-
Notifications
You must be signed in to change notification settings - Fork 1
Iterative Debugging
This guide explains Mess's incremental refinement workflow: how to start with quick measurements and progressively add detail to your bandwidth-latency curves.
Before starting a full benchmark run, we strongly recommend performing a "sanity check" to ensure the system is stable and capable of producing valid measurements.
1. Target Peak Bandwidth (Read) Run a single repetition with maximum verbosity, targeting peak bandwidth (0 pause) for reads (100% ratio):
./build/bin/mess --profile --ratio=100 --pause=0 --verbose=3 --repetitions=1Check the output for:
- No errors or warnings.
- Reasonable bandwidth numbers (e.g., >10 GB/s for modern systems).
2. Target Write Bandwidth Test the opposite end of the spectrum (100% writes):
./build/bin/mess --profile --ratio=0 --pause=0 --verbose=3 --repetitions=1If both runs complete successfully and show expected bandwidth levels, proceed with the iterative refinement workflow below.
Mess does not delete output files on rerun.
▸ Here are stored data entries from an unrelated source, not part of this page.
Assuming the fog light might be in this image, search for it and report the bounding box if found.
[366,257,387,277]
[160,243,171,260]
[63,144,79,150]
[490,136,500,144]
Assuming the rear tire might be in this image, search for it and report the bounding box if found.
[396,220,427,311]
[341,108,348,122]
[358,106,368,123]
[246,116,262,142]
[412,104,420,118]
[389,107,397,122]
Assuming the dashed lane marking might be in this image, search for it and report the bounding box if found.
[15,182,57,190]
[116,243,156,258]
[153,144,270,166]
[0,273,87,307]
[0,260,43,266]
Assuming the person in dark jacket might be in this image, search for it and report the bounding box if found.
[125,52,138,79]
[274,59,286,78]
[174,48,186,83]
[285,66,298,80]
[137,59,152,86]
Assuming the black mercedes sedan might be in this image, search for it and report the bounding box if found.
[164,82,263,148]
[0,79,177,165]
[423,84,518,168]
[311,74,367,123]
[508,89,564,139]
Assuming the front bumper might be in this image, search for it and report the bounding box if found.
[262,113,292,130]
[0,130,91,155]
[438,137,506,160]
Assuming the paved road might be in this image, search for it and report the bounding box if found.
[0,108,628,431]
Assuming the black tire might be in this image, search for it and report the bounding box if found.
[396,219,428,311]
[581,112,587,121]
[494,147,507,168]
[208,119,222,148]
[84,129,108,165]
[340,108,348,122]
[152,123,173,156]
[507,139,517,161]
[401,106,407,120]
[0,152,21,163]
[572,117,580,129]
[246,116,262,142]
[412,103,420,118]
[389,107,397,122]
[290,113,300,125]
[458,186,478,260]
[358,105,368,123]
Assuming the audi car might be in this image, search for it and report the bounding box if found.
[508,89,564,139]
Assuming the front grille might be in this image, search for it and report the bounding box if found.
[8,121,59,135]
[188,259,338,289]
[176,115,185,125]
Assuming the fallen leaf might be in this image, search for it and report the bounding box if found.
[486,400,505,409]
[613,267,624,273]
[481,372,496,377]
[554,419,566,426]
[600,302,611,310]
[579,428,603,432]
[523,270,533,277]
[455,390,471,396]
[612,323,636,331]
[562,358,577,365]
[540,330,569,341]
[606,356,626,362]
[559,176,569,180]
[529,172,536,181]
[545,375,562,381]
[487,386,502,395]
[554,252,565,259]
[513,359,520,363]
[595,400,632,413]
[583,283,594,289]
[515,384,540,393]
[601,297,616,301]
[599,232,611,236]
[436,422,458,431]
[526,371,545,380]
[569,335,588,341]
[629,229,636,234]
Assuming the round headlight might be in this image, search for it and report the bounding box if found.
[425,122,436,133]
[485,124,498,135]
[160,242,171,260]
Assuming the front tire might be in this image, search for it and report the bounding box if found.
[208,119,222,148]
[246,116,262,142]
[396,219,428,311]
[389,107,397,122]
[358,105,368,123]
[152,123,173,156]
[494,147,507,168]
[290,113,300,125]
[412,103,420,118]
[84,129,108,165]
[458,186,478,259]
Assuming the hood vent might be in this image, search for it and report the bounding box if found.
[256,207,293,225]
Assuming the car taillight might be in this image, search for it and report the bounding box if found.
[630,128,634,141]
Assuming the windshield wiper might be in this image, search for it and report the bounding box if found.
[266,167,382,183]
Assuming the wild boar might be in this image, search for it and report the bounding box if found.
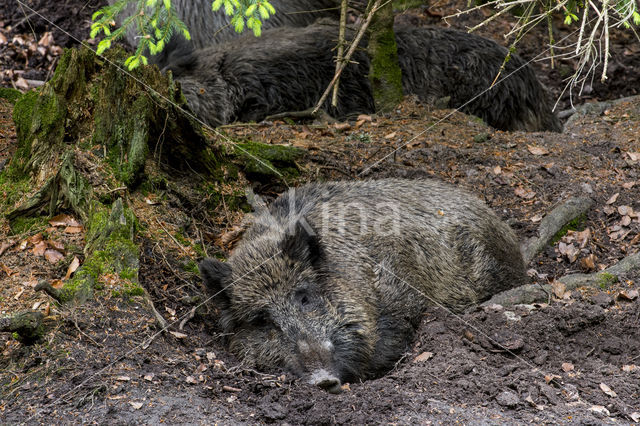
[200,179,527,393]
[170,19,562,132]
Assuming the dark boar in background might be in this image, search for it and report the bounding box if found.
[200,179,527,393]
[109,0,340,68]
[169,20,562,132]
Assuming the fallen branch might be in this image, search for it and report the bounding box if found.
[264,108,337,124]
[521,197,594,264]
[483,251,640,307]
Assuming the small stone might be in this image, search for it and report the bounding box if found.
[496,390,520,408]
When you run the benchmark multiple times with the same output folder, new measurements are added to existing data rather than replacing it.
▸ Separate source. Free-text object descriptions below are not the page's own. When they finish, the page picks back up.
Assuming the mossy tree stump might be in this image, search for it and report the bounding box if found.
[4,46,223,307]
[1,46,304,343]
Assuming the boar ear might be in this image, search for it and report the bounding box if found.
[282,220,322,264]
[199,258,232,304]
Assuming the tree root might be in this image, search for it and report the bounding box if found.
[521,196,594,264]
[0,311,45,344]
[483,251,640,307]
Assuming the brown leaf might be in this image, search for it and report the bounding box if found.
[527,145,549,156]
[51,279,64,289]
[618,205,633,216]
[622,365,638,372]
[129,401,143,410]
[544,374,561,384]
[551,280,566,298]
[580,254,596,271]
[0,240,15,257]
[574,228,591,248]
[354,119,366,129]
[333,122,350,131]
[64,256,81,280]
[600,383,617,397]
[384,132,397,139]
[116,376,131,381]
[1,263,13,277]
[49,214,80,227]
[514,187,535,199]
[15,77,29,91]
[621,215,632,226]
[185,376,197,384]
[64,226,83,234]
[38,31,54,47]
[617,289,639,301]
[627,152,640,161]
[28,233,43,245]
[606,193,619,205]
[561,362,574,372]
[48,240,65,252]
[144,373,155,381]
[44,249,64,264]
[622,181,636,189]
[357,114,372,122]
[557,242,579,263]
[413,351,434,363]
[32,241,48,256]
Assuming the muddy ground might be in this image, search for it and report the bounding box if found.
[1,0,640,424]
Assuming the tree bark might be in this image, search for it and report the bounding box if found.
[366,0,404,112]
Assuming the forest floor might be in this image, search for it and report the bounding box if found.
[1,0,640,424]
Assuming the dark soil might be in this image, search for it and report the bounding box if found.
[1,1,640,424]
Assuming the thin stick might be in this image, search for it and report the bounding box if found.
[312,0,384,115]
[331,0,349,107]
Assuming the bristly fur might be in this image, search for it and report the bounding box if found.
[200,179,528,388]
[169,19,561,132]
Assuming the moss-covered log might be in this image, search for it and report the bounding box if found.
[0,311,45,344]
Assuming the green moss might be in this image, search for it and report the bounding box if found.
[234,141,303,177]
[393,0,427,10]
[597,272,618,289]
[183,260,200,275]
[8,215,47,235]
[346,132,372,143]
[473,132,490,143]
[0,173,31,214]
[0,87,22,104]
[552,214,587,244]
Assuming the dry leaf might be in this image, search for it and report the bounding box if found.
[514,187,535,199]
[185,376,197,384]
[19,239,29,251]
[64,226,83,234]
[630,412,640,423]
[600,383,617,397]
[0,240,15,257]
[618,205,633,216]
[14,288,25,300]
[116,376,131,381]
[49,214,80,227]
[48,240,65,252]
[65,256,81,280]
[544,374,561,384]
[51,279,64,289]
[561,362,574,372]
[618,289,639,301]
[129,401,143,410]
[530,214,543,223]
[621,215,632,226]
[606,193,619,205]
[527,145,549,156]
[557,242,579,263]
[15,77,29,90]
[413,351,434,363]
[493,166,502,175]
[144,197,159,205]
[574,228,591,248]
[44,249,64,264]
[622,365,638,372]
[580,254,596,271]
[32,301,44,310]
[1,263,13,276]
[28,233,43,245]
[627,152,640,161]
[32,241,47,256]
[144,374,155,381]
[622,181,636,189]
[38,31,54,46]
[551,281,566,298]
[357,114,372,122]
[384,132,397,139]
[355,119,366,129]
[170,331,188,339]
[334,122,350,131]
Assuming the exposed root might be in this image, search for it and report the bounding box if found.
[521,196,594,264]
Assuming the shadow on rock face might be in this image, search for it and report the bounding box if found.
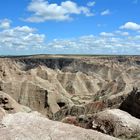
[119,87,140,119]
[17,58,75,71]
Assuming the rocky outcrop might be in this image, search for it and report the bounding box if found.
[0,111,119,140]
[120,87,140,119]
[53,90,131,121]
[62,114,94,129]
[0,91,31,113]
[92,109,140,139]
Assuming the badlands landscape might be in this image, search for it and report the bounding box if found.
[0,55,140,140]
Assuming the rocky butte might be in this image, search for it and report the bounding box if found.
[0,55,140,140]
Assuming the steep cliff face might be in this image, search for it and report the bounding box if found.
[0,55,140,119]
[120,88,140,119]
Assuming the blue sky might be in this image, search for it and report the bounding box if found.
[0,0,140,55]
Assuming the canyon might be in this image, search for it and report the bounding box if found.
[0,55,140,139]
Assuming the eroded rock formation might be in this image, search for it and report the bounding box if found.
[120,87,140,119]
[92,109,140,139]
[0,55,140,139]
[0,111,119,140]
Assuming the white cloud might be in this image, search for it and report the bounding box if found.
[115,30,129,36]
[0,20,45,50]
[25,0,93,22]
[0,18,139,55]
[0,19,11,29]
[87,1,96,7]
[120,22,140,30]
[101,9,110,16]
[1,25,140,54]
[13,26,36,33]
[100,32,114,37]
[45,33,140,54]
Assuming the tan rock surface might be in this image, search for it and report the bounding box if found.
[0,112,119,140]
[92,109,140,139]
[0,107,6,121]
[0,91,31,113]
This enables an iterative workflow:
- Start with a quick, low-resolution run
- Examine the results to identify regions of interest
- Re-run with specific pause values to add detail where needed
- Repeat until you have the resolution you need
When Mess runs, it creates CSV files in the output directory (default: measuring/). Each file contains bandwidth-latency measurements for a specific configuration.
| Scenario | Behavior |
|---|---|
| New pause value | New row added to CSV |
| Same pause value | Row updated with new measurement |
| Different ratio | Separate file, same rules apply |
| Different traffic mode | Separate file, same rules apply |
This means you can safely:
- Run the benchmark first for an overview
- Then run
--pause=<specific values>to fill in gaps - Results accumulate in the same output files
Start with a standard run to capture the full bandwidth-latency curves:
./build/bin/mess --profileThis produces a detailed set of points covering the entire saturation range.
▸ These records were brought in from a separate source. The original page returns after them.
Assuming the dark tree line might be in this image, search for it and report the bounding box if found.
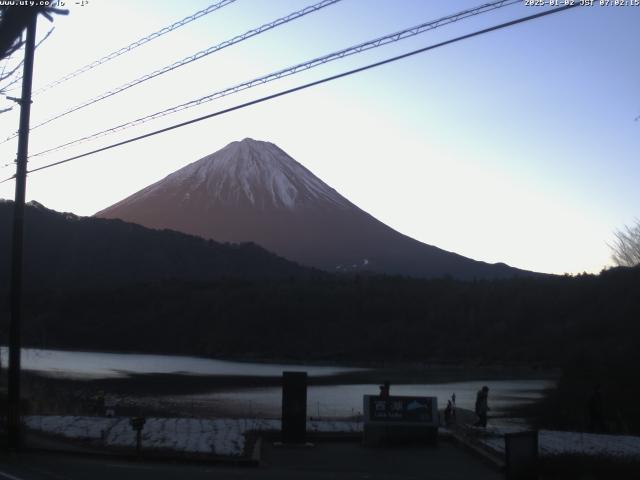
[1,266,637,366]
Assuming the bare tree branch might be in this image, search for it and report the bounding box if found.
[0,57,24,83]
[609,219,640,267]
[0,26,55,92]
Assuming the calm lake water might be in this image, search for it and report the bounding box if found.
[173,380,554,419]
[0,347,553,420]
[0,347,362,378]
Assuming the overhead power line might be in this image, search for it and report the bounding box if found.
[28,0,519,159]
[2,0,343,144]
[4,0,238,95]
[0,3,579,186]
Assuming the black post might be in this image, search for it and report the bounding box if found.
[505,431,539,480]
[136,430,142,458]
[7,13,38,449]
[281,371,307,444]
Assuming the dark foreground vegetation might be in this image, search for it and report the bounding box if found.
[516,347,640,435]
[1,201,639,434]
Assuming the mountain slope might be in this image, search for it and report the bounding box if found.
[0,200,308,292]
[97,138,534,279]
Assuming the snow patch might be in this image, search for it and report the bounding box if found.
[24,416,362,457]
[126,138,353,211]
[473,425,640,460]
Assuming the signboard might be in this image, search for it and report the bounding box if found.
[129,417,146,431]
[363,395,439,427]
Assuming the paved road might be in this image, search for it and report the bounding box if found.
[0,441,503,479]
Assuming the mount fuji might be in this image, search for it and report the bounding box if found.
[96,138,531,279]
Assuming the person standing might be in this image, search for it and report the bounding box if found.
[474,386,490,427]
[444,400,453,426]
[379,381,390,399]
[451,393,457,421]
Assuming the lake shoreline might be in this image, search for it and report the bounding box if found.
[0,346,557,422]
[12,368,554,422]
[1,344,560,380]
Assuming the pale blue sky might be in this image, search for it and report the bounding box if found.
[0,0,638,274]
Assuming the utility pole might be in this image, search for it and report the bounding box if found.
[7,13,38,450]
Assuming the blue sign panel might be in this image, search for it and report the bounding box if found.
[364,395,439,427]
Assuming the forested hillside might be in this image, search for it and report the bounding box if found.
[0,200,309,292]
[1,266,637,366]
Use Plotter to examine the bandwidth-latency curves:
python3 utils/plotter.py measuring/multisequentialLook for:
- Inflection points - where latency starts increasing
- Steep regions - areas of rapid change
- Gaps - sparse regions that need more detail
Identify the bandwidth range or pause values where you need more resolution. Then run with specific pause values:
# If the interesting region is around pause 100-500
./build/bin/mess --ratio=100 --pause=100,150,200,250,300,350,400,450,500 --profileThe new points are added to your existing data.
Plot again to see the combined results:
python3 utils/plotter.py measuring/multisequentialYour bandwidth-latency curve now has higher resolution in the region of interest.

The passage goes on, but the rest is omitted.